The Atypical HUS Foundation

Drug Development Overview: aHUS Community Looks for Advancements in 2016

     As 2015 draws to a close, it seems likely that 2016 will bring progress in complement therapeutics development toward clinical use.  Since a hallmark of aHUS is chronic, uncontrolled complement activation, we’re looking forward to what happens in a rapidly moving field which seems promise advancement soon.  (FMI Click Here) As with eculizumab (Soliris ®, from Alexion Pharmaceuticals), we likely will see clinical trials for PNH patients prior to involvement of the aHUS patient population.

     To keep pace with what seems to be a drug development landscape that is rapidly changing,  the 2015 aHUS Alliance meeting in London produced the first overview of the expanding drug landscape in 2016 , with differences in anti-complement agent approaches (monoclonal antibody, small molecule, peptide, protein or biologic, or nucleic acid-based therapy).  Differences in drug delivery also seem in the works, from intravenous to subcutaneous (self-administered shots) and mention of an oral delivery method for patients as well.  In the article Complement, a Target for Therapy in Inflammatory and Degenerative D... by B. Paul Morgan and Claire L. Harris (Nature Reviews Drug Discovery | AOP, published online 23 October 2015; doi:10.1038/nrd4657):

 

     ”Among the monoclonal antibodies, TNT003 and TNT009 (True North Therapeutics) target complement fragment C1s; OMS721 (Omeros) targets MBL-associated serine protease 2 (MASP2); Lampalizumab (Roche/Genentech) targets Factor D (FD), Bikaciomab (Novelmed) targets FB; IFX‑1 (InflaRx) targets C5a; eculizumab (Soliris; Alexion Pharmaceuticals), LFG316 (Novartis), ALXN1210 and ALXN550 (Alexion) all target C5. Regenesance are developing an antibody that targets C6, and Novelmed are developing an antibody (NM9401) against properdin.
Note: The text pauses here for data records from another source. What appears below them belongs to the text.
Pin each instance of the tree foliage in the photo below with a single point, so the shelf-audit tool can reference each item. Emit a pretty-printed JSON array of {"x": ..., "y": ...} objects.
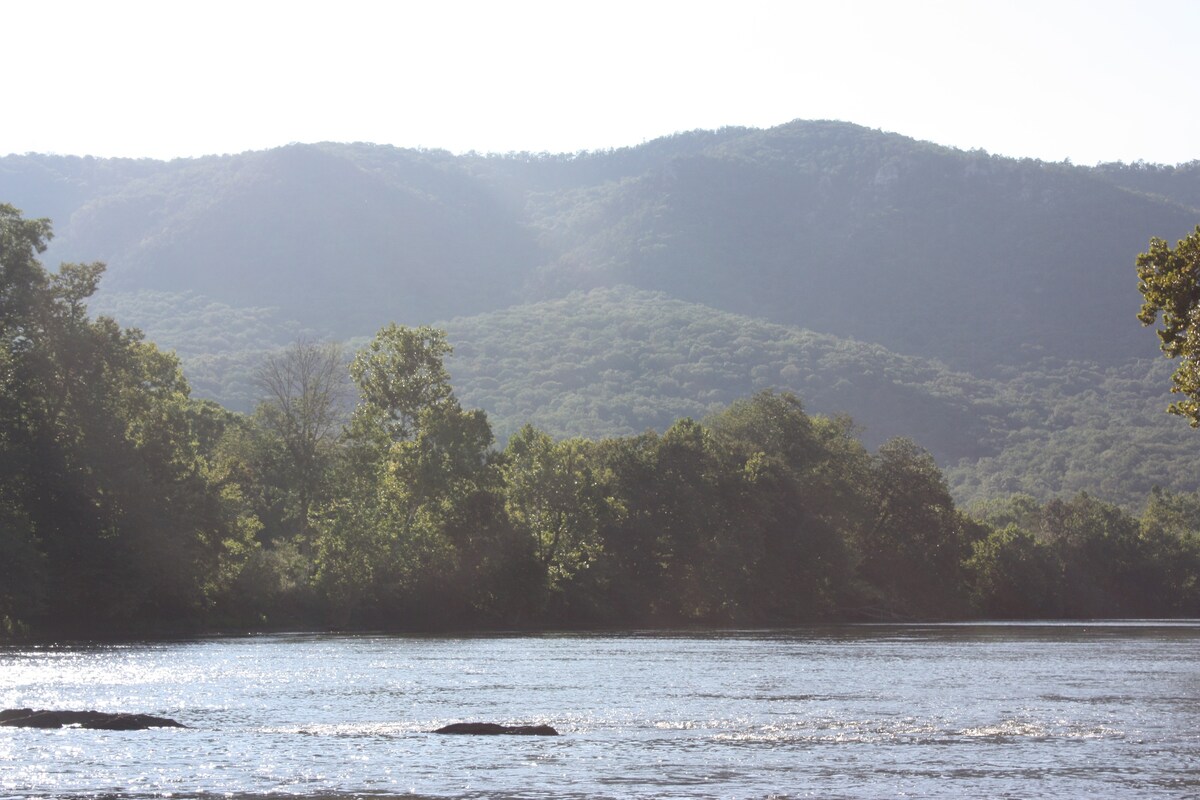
[{"x": 1169, "y": 281}]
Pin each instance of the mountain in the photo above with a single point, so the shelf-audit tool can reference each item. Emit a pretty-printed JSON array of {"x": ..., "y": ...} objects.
[{"x": 981, "y": 305}]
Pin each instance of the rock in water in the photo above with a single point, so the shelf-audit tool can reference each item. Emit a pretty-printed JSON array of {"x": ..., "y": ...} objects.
[
  {"x": 492, "y": 729},
  {"x": 90, "y": 720}
]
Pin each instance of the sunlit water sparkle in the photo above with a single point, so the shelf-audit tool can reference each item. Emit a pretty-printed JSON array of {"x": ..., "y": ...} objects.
[{"x": 1089, "y": 709}]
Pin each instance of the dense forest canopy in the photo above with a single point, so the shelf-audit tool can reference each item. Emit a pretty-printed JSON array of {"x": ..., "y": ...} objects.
[
  {"x": 130, "y": 507},
  {"x": 675, "y": 384}
]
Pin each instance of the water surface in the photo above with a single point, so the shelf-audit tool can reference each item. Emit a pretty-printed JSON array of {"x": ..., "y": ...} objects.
[{"x": 849, "y": 711}]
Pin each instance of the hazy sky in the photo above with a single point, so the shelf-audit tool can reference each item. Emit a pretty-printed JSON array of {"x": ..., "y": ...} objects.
[{"x": 1091, "y": 80}]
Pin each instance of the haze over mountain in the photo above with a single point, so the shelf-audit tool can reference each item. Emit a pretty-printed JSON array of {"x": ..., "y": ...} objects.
[{"x": 958, "y": 276}]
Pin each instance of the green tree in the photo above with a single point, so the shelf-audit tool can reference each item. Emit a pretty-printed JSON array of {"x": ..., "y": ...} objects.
[
  {"x": 553, "y": 497},
  {"x": 1169, "y": 281},
  {"x": 305, "y": 388}
]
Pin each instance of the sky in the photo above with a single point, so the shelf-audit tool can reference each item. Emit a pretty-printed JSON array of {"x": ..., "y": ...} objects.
[{"x": 1054, "y": 79}]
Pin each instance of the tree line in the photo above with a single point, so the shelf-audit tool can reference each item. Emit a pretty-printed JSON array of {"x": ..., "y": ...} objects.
[{"x": 361, "y": 494}]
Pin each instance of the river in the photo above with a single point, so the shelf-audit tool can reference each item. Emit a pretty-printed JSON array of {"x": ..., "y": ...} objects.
[{"x": 996, "y": 710}]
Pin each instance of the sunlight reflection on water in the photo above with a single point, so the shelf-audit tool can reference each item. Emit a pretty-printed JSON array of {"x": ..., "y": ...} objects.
[{"x": 856, "y": 711}]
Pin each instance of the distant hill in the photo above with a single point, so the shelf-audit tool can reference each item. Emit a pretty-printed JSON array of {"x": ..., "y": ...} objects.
[
  {"x": 975, "y": 259},
  {"x": 982, "y": 305}
]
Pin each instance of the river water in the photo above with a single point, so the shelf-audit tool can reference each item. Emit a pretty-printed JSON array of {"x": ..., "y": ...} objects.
[{"x": 1067, "y": 710}]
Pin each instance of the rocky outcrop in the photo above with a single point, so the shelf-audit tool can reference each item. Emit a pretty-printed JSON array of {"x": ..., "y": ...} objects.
[
  {"x": 90, "y": 720},
  {"x": 492, "y": 729}
]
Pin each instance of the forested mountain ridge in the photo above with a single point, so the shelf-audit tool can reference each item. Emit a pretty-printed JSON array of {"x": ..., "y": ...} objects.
[
  {"x": 981, "y": 305},
  {"x": 970, "y": 258}
]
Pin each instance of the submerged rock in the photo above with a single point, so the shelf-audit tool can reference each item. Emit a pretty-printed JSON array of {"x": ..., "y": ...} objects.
[
  {"x": 90, "y": 720},
  {"x": 492, "y": 729}
]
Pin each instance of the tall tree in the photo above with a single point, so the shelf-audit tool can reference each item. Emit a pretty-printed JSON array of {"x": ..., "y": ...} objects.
[{"x": 305, "y": 390}]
Among the protein biologics, Berinert (CSL Behring), Ruconest (Salix Pharmaceuticals) and Cinryze (Shire Pharmaceuticals) are all C1INH preparations that target C1; AMY‑201 (Amyndas) is a mini FH; TT30 (ALXN1102; Alexion) is a CR2–FH hybrid; TP10 (CDX‑1135; Celldex Therapeutics) is a soluble form of complement receptor type 1 (CR1); Coversin (Volution Immuno Pharmaceuticals) is a C5‑binding protein; Mirococept is a targeted CR1 fragment developed by AdProTech and currently in clinical trials led by King’s College London; and the affibody SOBI002 (Swedish Orphan Biovitrum) targets C5 (programme recently terminated). Small-molecule inhibitors include CCX‑168 (ChemoCentryx) and DF2593A (Dompé Pharmaceutical), which target C5aR; FD inhibitors from Achillion and Novartis; and a properdin inhibitor from Novelmed. Among the peptide-based therapeutics, Cp40 (Amyndas), APL‑1 and APL‑2 (Apellis Pharmaceuticals) are compstatin derivatives targeting C3; and RA101348 (RaPharma) is a C5 blocking peptide. Nucleic acid-based drugs include ARC1905 (Zimura; Ophthotech), a C5 aptamer; ALN‑CC5 (Alnylam Pharmaceuticals), a C5 RNA interference (RNAi) molecule; and the Spiegelmers NOX‑D19 to NOX‑D21 (Noxxon Pharma), targeting C5a. Regenesance are developing a C6 antisense molecule.”

     The American Society of Hematology meeting held December 5-8, 2015 in Orlando Florida brought a wealth of new information about potential drugs in the orphan drug pipeline. Poster abstracts, research, and sessions available to medical professionals at the 2015 ASH conference gained a broader audience with these reports for the aHUS community, containing links to corporate sites, news releases and research about each company’s orphan drug in development.

               Achillion Pharmaceuticals presents data at ASH: Small-Molecule fact...

 

               Akari Therapeutics to present data on Coversin at ASH

 

               Alnylam Pharmaceuticals to present data on ALN-CC5 at ASH

 

               Ra Pharma launches Phase 1 study of RA101495

                FDA grants 'Fast Track' Status for Omeros OMS721, * July 2015, prior to ASH mtg.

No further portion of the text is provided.